Ellos comían, y comían, y comían… Tenían la misma determinación ciega que Julieta se imaginaba que tenían tanto los condenados a muerte como los satisfechos.
Entonces Julieta notó dos cosas que poblarían sus noches de pesadillas. La primera: las tinieblas se derramaban sobre el circo en una viscosidad espesa, adhiriéndose a cada superficie, devorando los últimos vestigios de luz con una voracidad que rivalizaba con la de sus padres. La segunda fue peor. La piel de sus padres se arrugaba, adquiriendo la textura de un pergamino viejo y grasiento.
Un escalofrío no provocado por el frío le erizó la piel de los brazos. El aire no solo era espeso; se sentía carnívoro.
Sus caras —las caras que habían sido su refugio durante diez años, que la habían consolado durante la mudanza a Tartagal y las despedidas— se ensanchaban de manera grotesca. Los ojos se hundían en pliegues de grasa rosada. Entonces llegó el olor.
Ese olor agrio que emanaba de sus poros le provocó una arcada. Se llevó una mano temblorosa a la boca, luchando por no vomitar, mientras de las gargantas de los que habían sido sus padres emergían sonidos que ya no pertenecían al reino de lo humano.
Quiso correr. Sus piernas, sin embargo, no respondían, convertidas en dos pilares de plomo. Abrió la boca para gritar, pero solo un siseo de aire escapó, inútil.

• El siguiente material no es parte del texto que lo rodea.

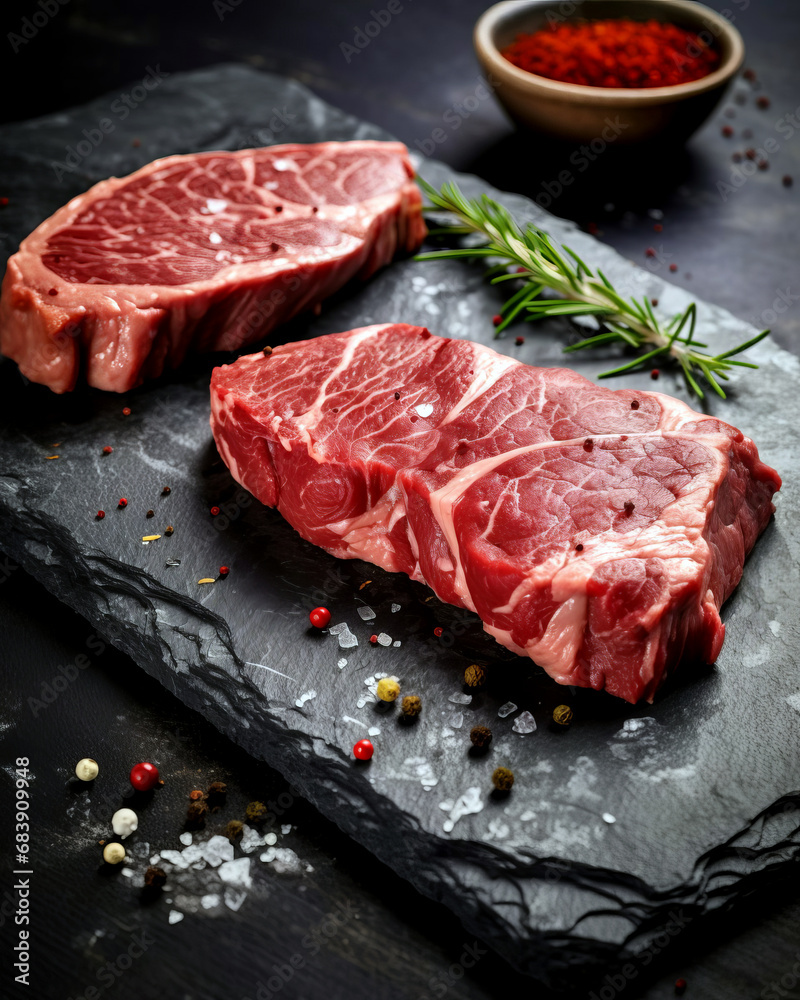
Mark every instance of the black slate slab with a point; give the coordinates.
(619, 832)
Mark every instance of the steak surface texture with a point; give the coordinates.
(207, 251)
(596, 531)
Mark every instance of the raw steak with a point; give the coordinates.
(207, 251)
(597, 532)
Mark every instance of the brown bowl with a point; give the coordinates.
(577, 113)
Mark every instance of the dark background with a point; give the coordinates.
(739, 251)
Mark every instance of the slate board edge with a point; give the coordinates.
(557, 960)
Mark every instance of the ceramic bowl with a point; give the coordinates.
(584, 114)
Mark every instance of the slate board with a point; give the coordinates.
(702, 785)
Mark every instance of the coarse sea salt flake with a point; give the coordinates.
(524, 723)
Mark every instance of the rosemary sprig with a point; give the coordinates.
(580, 291)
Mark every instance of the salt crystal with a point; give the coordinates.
(251, 839)
(285, 860)
(236, 873)
(217, 850)
(524, 723)
(306, 696)
(234, 899)
(469, 802)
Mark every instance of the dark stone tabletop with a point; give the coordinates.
(322, 916)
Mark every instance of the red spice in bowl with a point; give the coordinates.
(616, 52)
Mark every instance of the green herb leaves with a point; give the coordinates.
(580, 291)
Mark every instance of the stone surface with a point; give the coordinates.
(702, 784)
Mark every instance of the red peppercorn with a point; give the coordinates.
(319, 617)
(363, 750)
(144, 776)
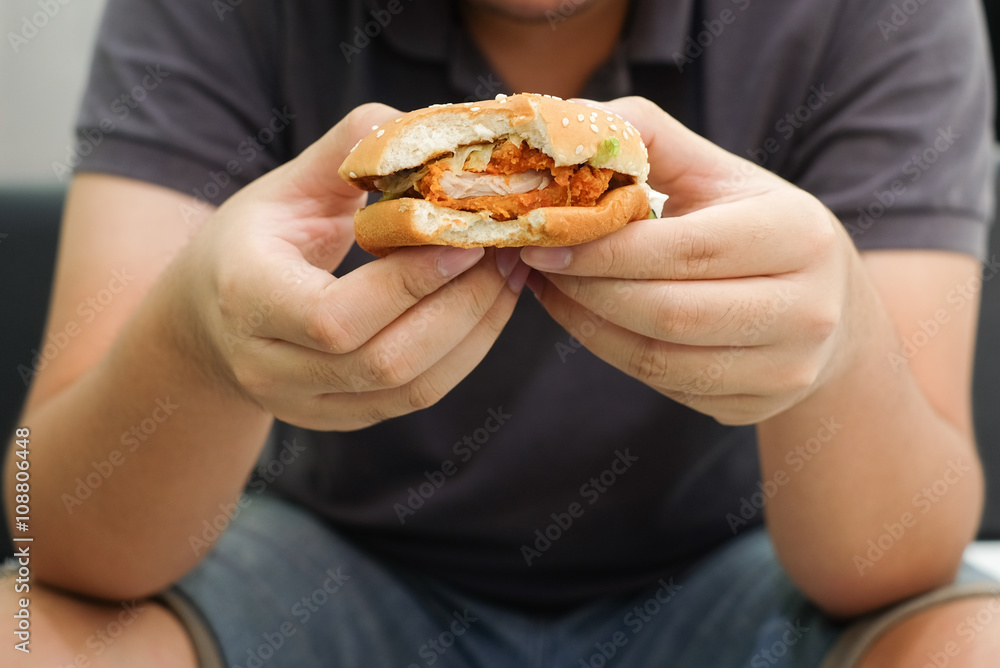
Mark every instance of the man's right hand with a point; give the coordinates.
(321, 352)
(148, 421)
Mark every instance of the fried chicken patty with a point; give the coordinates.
(573, 185)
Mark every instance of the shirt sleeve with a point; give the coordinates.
(181, 95)
(901, 144)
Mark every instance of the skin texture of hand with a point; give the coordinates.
(732, 304)
(328, 353)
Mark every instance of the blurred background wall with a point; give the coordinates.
(44, 59)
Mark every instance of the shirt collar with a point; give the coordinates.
(426, 29)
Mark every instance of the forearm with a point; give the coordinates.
(129, 460)
(880, 492)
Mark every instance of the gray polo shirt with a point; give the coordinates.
(547, 477)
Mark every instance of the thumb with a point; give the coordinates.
(681, 161)
(316, 168)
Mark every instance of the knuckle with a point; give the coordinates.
(676, 313)
(798, 378)
(386, 366)
(648, 362)
(613, 258)
(252, 381)
(694, 251)
(406, 288)
(822, 322)
(324, 374)
(372, 414)
(421, 394)
(329, 332)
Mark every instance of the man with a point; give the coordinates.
(583, 487)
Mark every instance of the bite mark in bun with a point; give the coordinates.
(523, 170)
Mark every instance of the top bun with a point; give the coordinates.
(568, 132)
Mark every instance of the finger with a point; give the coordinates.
(741, 238)
(678, 155)
(313, 309)
(727, 312)
(403, 350)
(348, 411)
(315, 170)
(684, 372)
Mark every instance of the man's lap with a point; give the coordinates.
(282, 589)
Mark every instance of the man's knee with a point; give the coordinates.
(59, 630)
(958, 634)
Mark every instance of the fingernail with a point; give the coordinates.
(453, 261)
(518, 276)
(547, 259)
(506, 259)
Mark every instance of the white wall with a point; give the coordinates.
(41, 82)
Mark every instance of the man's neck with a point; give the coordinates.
(554, 57)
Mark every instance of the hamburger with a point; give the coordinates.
(520, 170)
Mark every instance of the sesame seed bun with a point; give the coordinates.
(568, 132)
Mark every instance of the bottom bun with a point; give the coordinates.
(385, 226)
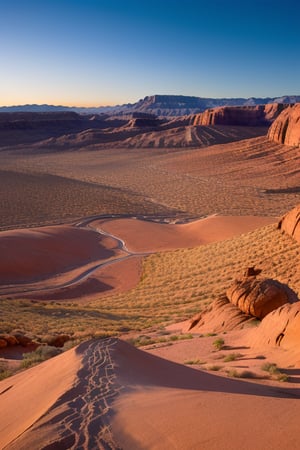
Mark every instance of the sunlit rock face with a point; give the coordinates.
(286, 128)
(260, 115)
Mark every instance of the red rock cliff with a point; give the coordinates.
(261, 115)
(286, 128)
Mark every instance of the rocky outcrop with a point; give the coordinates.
(286, 128)
(280, 328)
(261, 115)
(220, 315)
(290, 223)
(257, 297)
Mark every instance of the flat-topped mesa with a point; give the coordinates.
(286, 128)
(260, 115)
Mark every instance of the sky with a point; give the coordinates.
(108, 52)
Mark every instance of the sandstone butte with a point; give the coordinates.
(260, 115)
(286, 128)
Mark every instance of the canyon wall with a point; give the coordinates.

La metamorfosis, porque no hay otra palabra más precisa para describir aquella abominación, se completó en una lentitud calculada, mientras la oscuridad se infiltraba por cada grieta de la realidad, conquistando territorio igual que un ejército que conoce de antemano la derrota del enemigo. El aire tenía esa misma cualidad espesa que había notado al cruzar aquel maldito túnel: estaba cargado de intenciones y un perfume metálico que se adhería a la garganta. Sus padres habían desaparecido, y en su lugar quedaban dos cerdos gordos y satisfechos, ajenos por completo a la niña que lloraba detrás de ellos.
La facilidad con la que se habían transformado aterraba más que la transformación misma: los seres humanos pueden ser reducidos a su esencia más primitiva sin resistencia alguna. Los padres de Julieta no habían luchado contra la metamorfosis; la habían abrazado con el entusiasmo de quien finalmente encuentra su verdadera naturaleza. Esa misma facilidad que los había llevado a decidir que aquel túnel era la entrada a un circo abandonado, que aquellos edificios de arquitectura imposible eran decorado, que aquella comida sin dueño era un regalo del destino. Y quizás —esta es la parte que más aterrorizaba a la niña, aunque aún no pudiera articularla— quizás siempre habían sido cerdos, y el hechizo no había sido la transformación, sino los años anteriores de fingida humanidad.
En el silencio que siguió, mientras los cerdos continuaban comiendo con la misma voracidad obscena, la noche exhalaba desde cada rincón del comedor un aliento de tierra húmeda: el mundo mismo había decidido suspirar y no volver a inhalar jamás. Julieta comprendió que se encontraba sola. Y en esa soledad, más espesa que la niebla que comenzaba a envolver el recinto, residía un terror más profundo que cualquier monstruo que pudiera acecharla en las sombras. Porque la oscuridad no había llegado, se había quitado la máscara que había estado usando todo el día.